Set against the genocide in Darfur, six Western journalists visit a small peaceful village and find its people overshadowed by fear. Hearing that the state sponsored Janjaweed militia is heading to the village, the journalists are faced with a difficult decision – leave and report the atrocities to the world, or risk their own lives and stay in the hope of averting a certain slaughter.

Sure there’s a bit of typo in the trailer, his Janjaweed look like they’ve just arrived from Saudi Arabia and the journalists are much better looking than any journalists I know, but who cares? It’s easy to pick holes in films about Africa. At the end of the day this is an action movie that happens to be set in Darfur. I’m not expecting to come away enlightened about the complexities of the conflict. It’s a bit of fun that helps keep Darfur on the agenda.
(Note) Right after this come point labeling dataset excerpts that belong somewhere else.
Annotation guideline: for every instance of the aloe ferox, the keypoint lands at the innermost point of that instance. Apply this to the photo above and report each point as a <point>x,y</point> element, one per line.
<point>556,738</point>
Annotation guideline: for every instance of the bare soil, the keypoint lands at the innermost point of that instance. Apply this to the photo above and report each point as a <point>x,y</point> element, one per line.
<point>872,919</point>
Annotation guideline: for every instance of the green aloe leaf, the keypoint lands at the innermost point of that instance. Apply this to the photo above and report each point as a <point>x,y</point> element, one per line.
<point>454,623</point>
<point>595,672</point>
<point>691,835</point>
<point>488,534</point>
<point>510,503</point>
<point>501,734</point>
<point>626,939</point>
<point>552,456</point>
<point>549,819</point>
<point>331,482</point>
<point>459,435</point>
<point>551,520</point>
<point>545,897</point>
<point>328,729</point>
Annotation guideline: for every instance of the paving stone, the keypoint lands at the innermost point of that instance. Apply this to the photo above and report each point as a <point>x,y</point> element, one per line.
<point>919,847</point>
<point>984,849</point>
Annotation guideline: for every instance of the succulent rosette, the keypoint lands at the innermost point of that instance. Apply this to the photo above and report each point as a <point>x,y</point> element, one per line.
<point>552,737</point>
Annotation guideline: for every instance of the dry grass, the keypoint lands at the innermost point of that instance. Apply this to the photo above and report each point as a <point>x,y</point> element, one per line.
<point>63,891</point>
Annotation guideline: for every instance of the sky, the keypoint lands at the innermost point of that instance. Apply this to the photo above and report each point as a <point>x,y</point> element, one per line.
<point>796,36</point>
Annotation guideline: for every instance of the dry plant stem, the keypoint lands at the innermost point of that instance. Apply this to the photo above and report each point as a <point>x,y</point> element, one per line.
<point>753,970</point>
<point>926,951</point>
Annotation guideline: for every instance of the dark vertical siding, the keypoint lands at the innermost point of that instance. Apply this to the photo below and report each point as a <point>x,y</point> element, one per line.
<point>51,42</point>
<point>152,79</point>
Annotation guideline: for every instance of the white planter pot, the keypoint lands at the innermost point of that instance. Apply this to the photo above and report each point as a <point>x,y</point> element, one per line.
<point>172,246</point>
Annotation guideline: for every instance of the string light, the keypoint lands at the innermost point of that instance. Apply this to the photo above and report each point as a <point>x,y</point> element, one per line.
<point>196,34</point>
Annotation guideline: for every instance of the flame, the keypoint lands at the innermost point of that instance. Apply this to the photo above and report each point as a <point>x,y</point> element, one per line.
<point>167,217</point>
And it’s great that Boll got there before George Clooney, who would no doubt have made all the same mistakes but turned it into a serious, campaigning movie with a, you know, message.

However, even I am a little uncomfortable with Boll’s decision to cast actual Darfur rape victims as Darfur rape victims. Boll might reckon this was the best way to generate realistic responses to the Janjaweed’s campaign of ethnic cleansing, but I’m not so sure. Now I’m no expert on the United Nations guidelines for this sort of thing but I’m sure they might have something to say about making women re-enact their brutal experiences in the name of entertainment.

3 thoughts on “A New Low for Uwe Boll

  1. I am so disturbed by the last paragraph of your post. Who the hell would ever think that having a rape victim reenact a sexual assault, for any purposes, would be a good idea?! That is totally unethical and just plain wrong!

  2. “…his Janjaweed look like they’ve just arrived from Saudi Arabia”

    God I hate uwe boll, ….but i will watch Rampage.

  3. The information within this article is terribly misleading. Boll has cast victims from the genocide to be within the film with their consent. One case of a man who had his family killed by the janjaweed, he quite willingly wanted to participate within the film as he felt it was important.

    Secondly, the film isn’t an ‘action movie set in darfur’. To believe so would overlook the real themes of the movie, which also deals with the politics and the meotional trauma of the genocide.